Embora o Recife esteja próximo da média nacional, o desempenho da capital pernambucana é inferior ao de cidades que conseguiram avançar mais na redução da mortalidade infantil.

Em linhas gerais, a comparação aponta:

  • Capitais mais eficientes: abaixo de 10 óbitos por mil nascidos vivos
  • Média nacional: entre 11 e 12 por mil
  • Recife: em torno de 12 por mil

Esses números contrastam com a realidade da região Sul, por exemplo, onde Florianópolis-SC e Porto Alegre-RS figuram entre as capitais mais bem posicionadas, com 8 óbitos a cada mil nascidos vivos, seguidas pela cidade de Curitiba-PR, com média de 9 óbitos.

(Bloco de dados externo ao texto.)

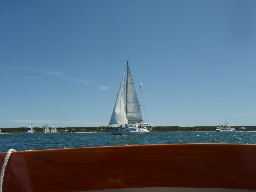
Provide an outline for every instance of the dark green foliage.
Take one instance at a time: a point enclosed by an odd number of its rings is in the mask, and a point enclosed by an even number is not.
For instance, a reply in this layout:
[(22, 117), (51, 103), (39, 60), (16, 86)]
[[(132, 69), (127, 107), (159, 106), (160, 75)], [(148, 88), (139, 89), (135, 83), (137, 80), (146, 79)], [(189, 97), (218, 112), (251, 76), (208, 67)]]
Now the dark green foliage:
[[(232, 126), (237, 131), (256, 131), (256, 126), (245, 126), (243, 125)], [(240, 127), (245, 127), (246, 129), (241, 130)], [(152, 127), (152, 131), (156, 132), (168, 131), (215, 131), (215, 126), (198, 126), (197, 127), (179, 127), (179, 126), (169, 126), (166, 127)], [(35, 133), (42, 132), (42, 127), (33, 127)], [(1, 128), (2, 133), (5, 132), (9, 132), (11, 133), (24, 133), (28, 132), (27, 127), (17, 127), (17, 128)], [(68, 129), (68, 132), (109, 132), (106, 127), (58, 127), (58, 132), (64, 132), (65, 130)]]

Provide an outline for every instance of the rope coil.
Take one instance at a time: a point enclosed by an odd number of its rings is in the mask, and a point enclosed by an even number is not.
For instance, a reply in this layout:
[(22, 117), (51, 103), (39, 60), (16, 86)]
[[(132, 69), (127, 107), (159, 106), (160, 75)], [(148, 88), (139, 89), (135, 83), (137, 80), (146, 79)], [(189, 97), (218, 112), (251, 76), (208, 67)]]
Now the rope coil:
[(3, 181), (4, 180), (4, 172), (5, 171), (5, 168), (6, 168), (7, 164), (8, 163), (8, 161), (9, 160), (9, 158), (10, 157), (11, 154), (14, 151), (16, 151), (16, 150), (13, 149), (10, 149), (8, 151), (8, 152), (6, 154), (5, 156), (5, 158), (4, 159), (4, 164), (3, 164), (3, 166), (2, 167), (2, 169), (1, 170), (1, 174), (0, 175), (0, 192), (2, 192), (2, 187), (3, 187)]

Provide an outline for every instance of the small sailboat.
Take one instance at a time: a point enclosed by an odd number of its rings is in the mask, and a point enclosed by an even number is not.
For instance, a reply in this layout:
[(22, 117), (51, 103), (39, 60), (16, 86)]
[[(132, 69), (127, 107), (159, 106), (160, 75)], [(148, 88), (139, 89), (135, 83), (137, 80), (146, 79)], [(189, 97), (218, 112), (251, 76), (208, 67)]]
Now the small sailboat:
[(28, 128), (28, 133), (33, 133), (34, 132), (34, 131), (33, 130), (33, 127), (32, 126), (32, 124), (31, 124), (31, 125)]
[(43, 126), (42, 131), (43, 132), (44, 132), (45, 133), (51, 133), (49, 127), (48, 126), (48, 124), (47, 123), (46, 125), (44, 125)]
[[(139, 126), (136, 124), (131, 124), (144, 121), (140, 111), (140, 105), (139, 103), (128, 61), (126, 61), (126, 95), (125, 76), (125, 72), (124, 73), (108, 129), (113, 134), (147, 134), (150, 131), (145, 127), (142, 127), (141, 124)], [(142, 85), (141, 83), (141, 89)], [(120, 127), (109, 127), (110, 125), (120, 124), (121, 124)], [(125, 126), (123, 127), (122, 124), (125, 124)]]
[(56, 128), (56, 126), (55, 125), (52, 127), (51, 128), (51, 132), (52, 132), (53, 133), (57, 133), (57, 129)]

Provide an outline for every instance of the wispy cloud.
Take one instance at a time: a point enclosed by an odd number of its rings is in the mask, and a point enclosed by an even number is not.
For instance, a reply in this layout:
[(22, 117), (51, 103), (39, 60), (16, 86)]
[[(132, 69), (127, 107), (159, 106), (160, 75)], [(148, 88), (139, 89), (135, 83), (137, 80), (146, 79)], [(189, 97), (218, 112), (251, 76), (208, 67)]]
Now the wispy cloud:
[(249, 117), (256, 116), (256, 113), (242, 113), (241, 115), (242, 116)]
[(76, 79), (76, 80), (77, 81), (85, 84), (89, 84), (91, 83), (91, 82), (86, 80), (81, 80), (81, 79)]
[(106, 122), (92, 121), (61, 121), (51, 120), (35, 120), (35, 119), (23, 119), (9, 120), (10, 122), (14, 122), (19, 123), (42, 123), (44, 124), (46, 123), (48, 124), (73, 124), (71, 126), (75, 126), (76, 125), (79, 124), (82, 126), (91, 126), (90, 125), (103, 125), (106, 124)]
[(62, 75), (65, 73), (65, 72), (60, 72), (59, 71), (49, 71), (45, 73), (48, 75), (54, 75), (58, 77), (62, 77), (63, 76)]
[(8, 71), (28, 71), (32, 69), (31, 68), (26, 67), (6, 67), (1, 68), (0, 69)]
[(100, 90), (103, 90), (104, 91), (106, 91), (106, 90), (107, 90), (107, 89), (108, 89), (108, 87), (103, 87), (102, 86), (100, 86), (99, 87), (99, 88)]

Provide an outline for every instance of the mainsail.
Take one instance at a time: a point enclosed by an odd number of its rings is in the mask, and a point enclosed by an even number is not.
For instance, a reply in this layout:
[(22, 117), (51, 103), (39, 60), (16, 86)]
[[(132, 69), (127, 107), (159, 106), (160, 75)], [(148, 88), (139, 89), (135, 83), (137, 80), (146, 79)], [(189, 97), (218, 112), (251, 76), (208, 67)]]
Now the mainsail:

O resultado coloca a capital em uma posição intermediária para baixo no cenário nacional, especialmente quando comparada a capitais do Sul e Sudeste, que apresentam melhor desempenho em indicadores de atenção básica e prevenção.

Problema não é só o número, mas a ausência de evolução

Mais do que o valor absoluto, o que chama atenção no Recife é a falta de melhora consistente ao longo do tempo.

Esse tipo de estagnação costuma estar associado a fatores estruturais como:

Atenção pré-natal insuficiente

  • início tardio do acompanhamento gestacional
  • falhas na detecção precoce de gravidez de risco

Pressão na rede hospitalar

  • alta demanda em maternidades públicas
  • limitação de leitos neonatais em períodos críticos

Desigualdade urbana

  • diferenças no acesso a serviços entre bairros
  • influência de condições sociais e de saneamento

Indicador reflete mais do que a saúde

A mortalidade infantil é considerada um dos indicadores mais completos do desenvolvimento de uma cidade, porque envolve não apenas o sistema de saúde, mas também:

  • renda e condições de moradia
  • acesso à informação e educação
  • saneamento básico
  • capacidade de gestão pública

No caso do Recife, o quadro sugere que o desafio ultrapassa a rede de saúde e alcança desigualdades estruturais da cidade.

O Recife chega a 2026 com um cenário de estabilidade preocupante na mortalidade infantil. O indicador:

  • Caiu no longo prazo, mas perdeu força recente
  • Está estagnado há quase 10 anos
  • Fica abaixo de capitais com melhor desempenho expõe limites da atual evolução da política de saúde pública

O resultado não indica colapso, mas reforça um ponto crítico: a dificuldade de transformar estrutura existente em resultados contínuos para a população mais vulnerável, especialmente crianças no primeiro ano de vida.